El diestro sevillano Diego Puerta en una tarde donde saboreó los máximos trofeos. © FM Revista de Cultura

Una tarde le partieron el hígado y tres días antes de su retirada por poco pierde los testículos… ¡Ay, madre! Se cortó la coleta con treinta y tres años, y dijo un solemne «hasta luego» con acento andaluz y con cincuenta y ocho cornadas en el cuerpo. Así fue —parece sencillo decirlo— la carrera taurina de Diego Puerta, ese diestro sinónimo de valor y entrega. Y pasaron los años.

Hablar de toreros que uno no ha visto es tarea compleja. ¿Qué puede uno contar de Diego Puerta que no sea más allá de las referencias de compañeros veteranos o de las líneas constreñidas del Cossío? Pues apenas nada. Su figura, como la de tantos otros diestros, se me escapa.

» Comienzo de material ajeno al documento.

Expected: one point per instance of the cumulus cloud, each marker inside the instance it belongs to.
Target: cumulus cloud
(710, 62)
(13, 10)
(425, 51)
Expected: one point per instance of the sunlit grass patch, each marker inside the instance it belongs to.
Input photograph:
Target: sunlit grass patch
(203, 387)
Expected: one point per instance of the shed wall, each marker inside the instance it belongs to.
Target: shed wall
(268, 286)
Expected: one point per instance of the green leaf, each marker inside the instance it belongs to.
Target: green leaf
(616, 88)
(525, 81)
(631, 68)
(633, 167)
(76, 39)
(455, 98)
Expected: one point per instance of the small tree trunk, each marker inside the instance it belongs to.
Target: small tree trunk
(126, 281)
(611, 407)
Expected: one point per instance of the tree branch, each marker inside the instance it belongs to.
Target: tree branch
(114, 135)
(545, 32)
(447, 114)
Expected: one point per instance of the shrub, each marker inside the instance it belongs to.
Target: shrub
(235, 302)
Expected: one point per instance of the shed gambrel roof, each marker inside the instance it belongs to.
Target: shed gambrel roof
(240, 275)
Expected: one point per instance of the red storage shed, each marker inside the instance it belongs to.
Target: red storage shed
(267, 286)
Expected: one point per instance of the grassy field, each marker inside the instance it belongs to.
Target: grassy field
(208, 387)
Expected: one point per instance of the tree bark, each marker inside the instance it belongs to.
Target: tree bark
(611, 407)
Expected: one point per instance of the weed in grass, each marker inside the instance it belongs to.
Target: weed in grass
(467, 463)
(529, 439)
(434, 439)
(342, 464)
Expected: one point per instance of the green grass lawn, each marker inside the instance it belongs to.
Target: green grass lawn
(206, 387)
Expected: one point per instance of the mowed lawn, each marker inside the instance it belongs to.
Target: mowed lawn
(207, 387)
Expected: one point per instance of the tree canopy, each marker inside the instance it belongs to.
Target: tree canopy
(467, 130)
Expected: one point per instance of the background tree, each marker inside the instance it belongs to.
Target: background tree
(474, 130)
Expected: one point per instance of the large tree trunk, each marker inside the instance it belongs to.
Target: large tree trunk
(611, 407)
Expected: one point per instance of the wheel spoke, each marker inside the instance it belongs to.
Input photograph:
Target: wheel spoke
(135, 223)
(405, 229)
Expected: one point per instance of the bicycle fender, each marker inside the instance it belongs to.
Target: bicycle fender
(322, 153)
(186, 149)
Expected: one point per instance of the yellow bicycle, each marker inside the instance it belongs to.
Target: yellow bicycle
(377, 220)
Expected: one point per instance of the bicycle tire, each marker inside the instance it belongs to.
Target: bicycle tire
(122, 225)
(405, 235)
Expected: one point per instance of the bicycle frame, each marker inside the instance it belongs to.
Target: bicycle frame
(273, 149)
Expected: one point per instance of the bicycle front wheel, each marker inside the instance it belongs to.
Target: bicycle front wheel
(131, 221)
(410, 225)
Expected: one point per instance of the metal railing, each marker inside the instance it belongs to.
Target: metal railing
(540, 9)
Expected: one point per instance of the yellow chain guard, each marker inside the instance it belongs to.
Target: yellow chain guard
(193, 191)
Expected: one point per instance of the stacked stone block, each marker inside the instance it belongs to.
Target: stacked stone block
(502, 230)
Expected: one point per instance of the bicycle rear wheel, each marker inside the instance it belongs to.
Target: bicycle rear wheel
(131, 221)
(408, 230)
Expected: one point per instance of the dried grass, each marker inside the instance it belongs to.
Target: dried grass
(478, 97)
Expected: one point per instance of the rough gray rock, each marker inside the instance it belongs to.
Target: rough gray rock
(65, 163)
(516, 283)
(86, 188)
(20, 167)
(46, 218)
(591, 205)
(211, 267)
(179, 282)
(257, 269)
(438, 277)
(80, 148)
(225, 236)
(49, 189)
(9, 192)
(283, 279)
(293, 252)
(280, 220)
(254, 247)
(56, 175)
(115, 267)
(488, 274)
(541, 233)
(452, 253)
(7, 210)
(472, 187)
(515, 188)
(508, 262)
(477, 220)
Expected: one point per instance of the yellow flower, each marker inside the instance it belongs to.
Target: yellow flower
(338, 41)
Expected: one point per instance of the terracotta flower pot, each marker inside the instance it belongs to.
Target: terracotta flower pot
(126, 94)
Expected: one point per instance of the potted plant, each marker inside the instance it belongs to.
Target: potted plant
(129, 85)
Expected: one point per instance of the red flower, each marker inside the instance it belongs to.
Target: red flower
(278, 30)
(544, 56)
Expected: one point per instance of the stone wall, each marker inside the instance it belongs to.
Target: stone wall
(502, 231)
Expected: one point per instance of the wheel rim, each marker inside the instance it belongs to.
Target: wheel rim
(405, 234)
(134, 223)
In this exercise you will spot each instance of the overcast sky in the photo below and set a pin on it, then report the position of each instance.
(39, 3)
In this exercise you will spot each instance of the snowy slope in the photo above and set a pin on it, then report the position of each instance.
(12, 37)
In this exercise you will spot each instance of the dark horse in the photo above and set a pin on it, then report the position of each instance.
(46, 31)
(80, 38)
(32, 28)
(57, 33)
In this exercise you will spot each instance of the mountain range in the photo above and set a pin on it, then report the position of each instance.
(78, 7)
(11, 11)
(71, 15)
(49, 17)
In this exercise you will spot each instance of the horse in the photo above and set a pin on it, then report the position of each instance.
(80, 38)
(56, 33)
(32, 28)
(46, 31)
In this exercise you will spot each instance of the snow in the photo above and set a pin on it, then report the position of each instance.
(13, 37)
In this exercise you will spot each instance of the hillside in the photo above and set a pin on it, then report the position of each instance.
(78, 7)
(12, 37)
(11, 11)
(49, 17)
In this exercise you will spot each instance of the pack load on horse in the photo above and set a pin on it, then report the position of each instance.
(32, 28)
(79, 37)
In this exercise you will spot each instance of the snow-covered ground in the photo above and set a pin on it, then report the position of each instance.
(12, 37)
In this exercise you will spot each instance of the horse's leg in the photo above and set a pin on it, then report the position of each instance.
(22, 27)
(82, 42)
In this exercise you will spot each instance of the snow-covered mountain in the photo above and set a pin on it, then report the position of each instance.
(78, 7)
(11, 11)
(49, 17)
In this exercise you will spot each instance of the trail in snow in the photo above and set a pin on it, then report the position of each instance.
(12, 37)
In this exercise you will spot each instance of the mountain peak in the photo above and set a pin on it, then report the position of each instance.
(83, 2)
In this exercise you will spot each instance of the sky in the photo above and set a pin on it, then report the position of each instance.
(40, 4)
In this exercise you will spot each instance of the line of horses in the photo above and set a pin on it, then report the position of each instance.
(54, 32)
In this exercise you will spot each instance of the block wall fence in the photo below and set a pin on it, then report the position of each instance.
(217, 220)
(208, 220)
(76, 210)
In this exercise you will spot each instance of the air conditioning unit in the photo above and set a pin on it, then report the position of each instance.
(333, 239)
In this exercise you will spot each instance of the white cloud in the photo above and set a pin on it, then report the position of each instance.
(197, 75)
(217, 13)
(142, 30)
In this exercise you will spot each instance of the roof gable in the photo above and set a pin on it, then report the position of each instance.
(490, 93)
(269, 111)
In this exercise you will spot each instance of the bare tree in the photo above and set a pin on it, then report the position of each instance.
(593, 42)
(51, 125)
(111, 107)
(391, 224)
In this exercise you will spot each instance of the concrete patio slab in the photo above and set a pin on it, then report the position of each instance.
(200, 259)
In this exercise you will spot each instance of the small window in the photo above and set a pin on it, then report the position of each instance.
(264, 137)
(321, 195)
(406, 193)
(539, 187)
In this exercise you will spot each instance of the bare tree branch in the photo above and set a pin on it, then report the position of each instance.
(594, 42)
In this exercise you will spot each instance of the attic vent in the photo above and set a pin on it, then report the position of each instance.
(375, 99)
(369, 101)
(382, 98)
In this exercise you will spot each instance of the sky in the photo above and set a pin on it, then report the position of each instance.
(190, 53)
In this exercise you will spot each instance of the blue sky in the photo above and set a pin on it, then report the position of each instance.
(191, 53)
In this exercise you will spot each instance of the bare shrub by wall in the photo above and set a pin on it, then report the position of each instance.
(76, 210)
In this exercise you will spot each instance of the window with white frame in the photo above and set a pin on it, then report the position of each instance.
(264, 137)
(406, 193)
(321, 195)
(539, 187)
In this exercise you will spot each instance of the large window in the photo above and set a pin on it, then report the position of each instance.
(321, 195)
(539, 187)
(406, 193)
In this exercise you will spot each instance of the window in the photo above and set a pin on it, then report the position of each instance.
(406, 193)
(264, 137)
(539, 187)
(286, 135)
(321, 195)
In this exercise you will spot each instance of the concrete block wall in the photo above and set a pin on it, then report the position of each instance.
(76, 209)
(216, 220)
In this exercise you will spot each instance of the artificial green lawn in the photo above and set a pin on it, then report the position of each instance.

Los toreros, más bien sus actuaciones más destacadas, son apenas sombras que se deslizan en la historia y que se aparecen como hitos, en este caso tardes, en las que se alcanzó el triunfo. Allí estuvo su rabo —el del toro— en la Real Maestranza en la temporada de 1968, un viernes de Feria, y su oreja —la del toro también— a un Miura en Sevilla en la Feria de Abril, en una de las faenas que todavía hoy se recuerdan en Sevilla. 

Para mí, hablar de Diego Puerta es como elogiar a Alejandro Magno. Sencillamente no sé por dónde empezar, y eso que sabemos muchas cosas, y que han sido registradas por escrito. El uno y el otro están igual de alejados de mi vida, pero los libros de historia siguen hablando de ellos sin parar. Y por algo será.

Descanse en paz, maestro. El rey de los macedonio e hijo de Filipo II y la historia de la Tauromaquia no se olvidan de tu figura, seguro.